Gazelle Jeugd Race II

The Gazelle Jeugd Race 24" as it should look like.
Looks much better with a decent saddle, pedals, brake levers and bar tape.

49T and 52T chain rings Dura Ace 10 mm pitch

Due to my own dumbness and some bad luck, I lost my 10 mm pitch chain ring.
But thanks to the great support of Neil, my British friend in Tokyo, I got this 49T replacement. For a very attractive price, like new and with a bunch of lovely stamps.
Now, the group set is complete again.

EDIT (2013/Sept/04): Lucky me! The postman brought back the missing 52 teeth chain ring, so now I have two, one with 49 and one with 52 teeth.

Gazelle Jeugd Race

I've just picked up a gorgeous 1980 Gazelle Jeugd Race bike. This 46 cm framed road bike with 24" tubular wheels is in a nice condition and will make a beautiful retro racer for one of my kids. The problems are: they don't ride that much and there are already several nice (retro and newer, road and MTB) kid bikes in my garage. On top of that: my son, who rides with my every now and then, is slowly getting too large for a road bike with 24" wheel size. But if I get the opportunity to buy such a lovely bike, I cannot resist. I will clean and restore it and see if the kids will ride it. Otherwise, someone else can do his junior a big favour.

Frame and fork: Full Reynolds 531c.
Hubs: Pelissier 36H.
Rims: Nisi tubular 36H.
Tubulars: Vittoria Junior 24"
Bars: 3ttt Tour de France, 38 cm o - o
Stem: SR (?) 6.5 cm.
Seat post: aluminium 27.2 mm.
Cranks: Ofmega 150 mm. w. steel ring 48T.
Pedals: Lyotard
BB-set: Sugino cups, Shimano axle 116 mm.

Wheels Dura Ace 10 track hubs to Alesa 913 clincher rims

Cut the rusty spokes of the old tubular wheels to separate the hubs from the Nisi rims. Disassembled and cleaned the hubs. Now I've got to polish all parts and put it together again with some new grease. Ball races and balls look excellent.

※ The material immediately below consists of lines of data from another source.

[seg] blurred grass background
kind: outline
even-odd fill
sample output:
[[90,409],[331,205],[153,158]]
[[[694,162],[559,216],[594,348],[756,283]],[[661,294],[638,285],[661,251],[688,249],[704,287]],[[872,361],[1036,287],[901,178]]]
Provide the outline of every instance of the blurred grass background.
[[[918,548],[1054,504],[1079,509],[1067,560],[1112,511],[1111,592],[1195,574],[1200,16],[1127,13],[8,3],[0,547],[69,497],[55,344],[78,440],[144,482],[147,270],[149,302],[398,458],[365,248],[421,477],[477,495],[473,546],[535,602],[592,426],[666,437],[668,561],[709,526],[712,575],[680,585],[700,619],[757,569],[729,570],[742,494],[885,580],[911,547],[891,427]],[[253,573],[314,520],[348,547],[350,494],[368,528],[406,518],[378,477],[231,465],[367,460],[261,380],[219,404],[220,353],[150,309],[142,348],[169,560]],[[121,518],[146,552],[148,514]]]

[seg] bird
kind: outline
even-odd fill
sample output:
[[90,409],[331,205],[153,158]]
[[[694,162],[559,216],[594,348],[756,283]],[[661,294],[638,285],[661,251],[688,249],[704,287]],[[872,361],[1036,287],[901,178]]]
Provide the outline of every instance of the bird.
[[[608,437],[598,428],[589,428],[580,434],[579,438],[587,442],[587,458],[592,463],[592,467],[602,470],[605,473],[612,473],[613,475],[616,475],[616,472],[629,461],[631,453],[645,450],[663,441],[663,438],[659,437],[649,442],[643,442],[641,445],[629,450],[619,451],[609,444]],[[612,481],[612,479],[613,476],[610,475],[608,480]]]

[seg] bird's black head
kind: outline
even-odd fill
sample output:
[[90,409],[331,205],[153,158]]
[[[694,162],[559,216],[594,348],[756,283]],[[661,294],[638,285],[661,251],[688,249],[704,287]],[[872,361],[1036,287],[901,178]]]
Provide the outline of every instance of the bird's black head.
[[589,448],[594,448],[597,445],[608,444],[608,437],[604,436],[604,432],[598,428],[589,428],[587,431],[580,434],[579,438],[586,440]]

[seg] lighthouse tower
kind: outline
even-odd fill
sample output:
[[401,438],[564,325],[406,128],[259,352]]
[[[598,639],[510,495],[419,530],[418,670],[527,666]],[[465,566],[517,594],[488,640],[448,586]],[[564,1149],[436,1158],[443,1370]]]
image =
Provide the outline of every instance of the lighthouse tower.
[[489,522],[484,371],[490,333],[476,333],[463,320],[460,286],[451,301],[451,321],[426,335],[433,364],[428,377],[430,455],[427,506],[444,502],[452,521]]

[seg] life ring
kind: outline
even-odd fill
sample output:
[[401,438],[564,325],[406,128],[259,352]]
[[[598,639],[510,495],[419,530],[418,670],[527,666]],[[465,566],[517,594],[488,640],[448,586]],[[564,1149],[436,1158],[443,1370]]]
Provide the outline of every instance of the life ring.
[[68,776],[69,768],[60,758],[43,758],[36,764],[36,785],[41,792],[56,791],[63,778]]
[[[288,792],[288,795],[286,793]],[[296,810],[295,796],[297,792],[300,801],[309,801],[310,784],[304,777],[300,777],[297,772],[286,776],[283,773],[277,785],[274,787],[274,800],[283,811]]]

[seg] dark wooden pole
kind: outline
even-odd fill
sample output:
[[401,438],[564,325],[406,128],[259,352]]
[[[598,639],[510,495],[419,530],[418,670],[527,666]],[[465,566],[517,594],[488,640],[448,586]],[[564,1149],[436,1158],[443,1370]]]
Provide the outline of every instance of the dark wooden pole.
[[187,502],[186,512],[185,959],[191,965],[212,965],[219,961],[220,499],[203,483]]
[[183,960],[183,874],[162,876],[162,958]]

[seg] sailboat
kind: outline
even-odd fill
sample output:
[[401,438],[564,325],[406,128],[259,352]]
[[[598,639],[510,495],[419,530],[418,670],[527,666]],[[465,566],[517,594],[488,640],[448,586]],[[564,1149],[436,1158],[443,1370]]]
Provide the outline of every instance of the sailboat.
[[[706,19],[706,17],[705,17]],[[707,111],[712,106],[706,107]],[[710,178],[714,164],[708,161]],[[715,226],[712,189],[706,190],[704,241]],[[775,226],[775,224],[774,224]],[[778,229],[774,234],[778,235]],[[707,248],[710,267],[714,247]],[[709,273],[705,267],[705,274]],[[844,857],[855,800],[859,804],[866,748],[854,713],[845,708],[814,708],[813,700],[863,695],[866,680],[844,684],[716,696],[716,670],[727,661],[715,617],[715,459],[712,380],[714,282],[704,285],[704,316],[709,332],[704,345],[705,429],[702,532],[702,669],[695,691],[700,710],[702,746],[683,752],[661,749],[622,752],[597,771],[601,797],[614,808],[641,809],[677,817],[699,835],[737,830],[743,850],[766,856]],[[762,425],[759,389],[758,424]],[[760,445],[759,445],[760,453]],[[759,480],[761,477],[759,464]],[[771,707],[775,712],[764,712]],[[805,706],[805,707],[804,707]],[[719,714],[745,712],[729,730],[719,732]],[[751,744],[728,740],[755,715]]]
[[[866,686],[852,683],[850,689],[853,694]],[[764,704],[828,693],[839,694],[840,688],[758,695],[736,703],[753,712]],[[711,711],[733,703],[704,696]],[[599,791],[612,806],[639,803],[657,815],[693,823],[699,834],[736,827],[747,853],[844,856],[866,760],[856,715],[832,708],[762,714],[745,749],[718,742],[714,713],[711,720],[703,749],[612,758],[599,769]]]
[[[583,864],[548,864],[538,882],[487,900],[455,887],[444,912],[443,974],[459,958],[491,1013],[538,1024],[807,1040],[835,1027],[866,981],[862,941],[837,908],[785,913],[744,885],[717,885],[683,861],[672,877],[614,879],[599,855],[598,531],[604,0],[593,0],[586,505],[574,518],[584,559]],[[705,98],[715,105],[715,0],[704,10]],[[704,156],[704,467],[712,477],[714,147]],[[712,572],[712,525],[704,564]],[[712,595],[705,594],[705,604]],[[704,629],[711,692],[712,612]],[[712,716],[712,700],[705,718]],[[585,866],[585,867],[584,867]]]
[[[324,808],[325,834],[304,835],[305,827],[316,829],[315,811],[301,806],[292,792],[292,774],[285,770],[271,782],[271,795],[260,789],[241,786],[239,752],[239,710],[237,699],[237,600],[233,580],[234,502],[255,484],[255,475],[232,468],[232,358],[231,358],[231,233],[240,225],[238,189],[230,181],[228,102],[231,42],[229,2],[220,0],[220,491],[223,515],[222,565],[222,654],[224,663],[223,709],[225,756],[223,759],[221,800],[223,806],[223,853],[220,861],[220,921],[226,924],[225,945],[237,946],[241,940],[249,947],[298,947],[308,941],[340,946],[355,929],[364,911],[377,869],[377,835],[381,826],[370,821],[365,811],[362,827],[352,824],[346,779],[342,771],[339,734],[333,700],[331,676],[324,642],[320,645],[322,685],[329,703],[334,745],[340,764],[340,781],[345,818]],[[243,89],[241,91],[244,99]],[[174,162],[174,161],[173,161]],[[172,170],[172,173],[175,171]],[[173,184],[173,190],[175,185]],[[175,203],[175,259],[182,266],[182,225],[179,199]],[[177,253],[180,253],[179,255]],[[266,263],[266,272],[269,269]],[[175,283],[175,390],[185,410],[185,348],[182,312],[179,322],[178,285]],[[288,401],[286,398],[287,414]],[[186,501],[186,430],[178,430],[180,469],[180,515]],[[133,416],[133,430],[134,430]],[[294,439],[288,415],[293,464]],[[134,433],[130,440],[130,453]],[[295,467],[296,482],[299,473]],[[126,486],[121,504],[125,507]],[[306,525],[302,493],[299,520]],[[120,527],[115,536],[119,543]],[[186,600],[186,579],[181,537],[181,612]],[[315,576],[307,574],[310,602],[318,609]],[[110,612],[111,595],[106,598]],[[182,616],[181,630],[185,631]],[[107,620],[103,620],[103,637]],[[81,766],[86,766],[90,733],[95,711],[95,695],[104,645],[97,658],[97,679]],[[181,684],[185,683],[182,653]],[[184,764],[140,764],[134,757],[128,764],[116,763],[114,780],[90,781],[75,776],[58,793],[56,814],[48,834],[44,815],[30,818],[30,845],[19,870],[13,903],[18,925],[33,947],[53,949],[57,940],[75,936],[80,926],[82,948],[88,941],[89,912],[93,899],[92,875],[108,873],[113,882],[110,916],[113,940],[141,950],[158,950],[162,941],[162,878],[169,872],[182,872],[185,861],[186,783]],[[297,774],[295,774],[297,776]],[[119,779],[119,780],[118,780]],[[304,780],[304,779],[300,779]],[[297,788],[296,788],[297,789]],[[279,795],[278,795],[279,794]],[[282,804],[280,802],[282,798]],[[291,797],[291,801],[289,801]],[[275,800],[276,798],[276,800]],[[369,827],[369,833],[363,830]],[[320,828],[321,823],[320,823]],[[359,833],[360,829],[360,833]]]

I've found a pair of clincher rims: Alesa 913 from Belgium, so that goes well together with the Superia frame kit.
The rims are NOS (new old stock) shiny silver colour aluminium, 36 holes. The only thing that worries me a little bit is, that these rims are a bit too new for the bike. I think the rims are from the late 1980, but that makes that everything is still within a time bracket of 10 years, which is acceptable. Alesa 913 rims are a little bit higher/deeper than flat, box section rims. I think I've used these rims in the late 1980s when our road team was sponsored by Vredestein and Alesa. The aero-ish rims without eyelets were absolutely terrible, but the more box section like rims with double eyelets were much better. We used them in road races and it was the hard anodised black/grey version. This silver version matches a lot better with the Superia frame with Dura Ace 10 series components.
It's very hard to find a pair of 36 hole clincher rims with unworn side walls from the late 1970. Most rims have been used on road biked, so brake signs are visible. Nearly all track wheels from that era have tubular rims, but for practical reasons I want clincher rims.

Spoke length calculators tell me that I need spokes of 288 mm. I've tried 290 mm, but that's far too long.
I'm going to order 286 mm and I'm pretty sure that thas is correct. (Edit: 286 mm wasn't available. I've ordered 285 mm and 287 mm. 285 mm was a bit too short and 287 was correct.
No idea if I will tie and solder the spokes. I'm already done that a couple of times. There's no real benefit, when you decide to do it, it mainly because of emotional and unlogical reasons. I will see.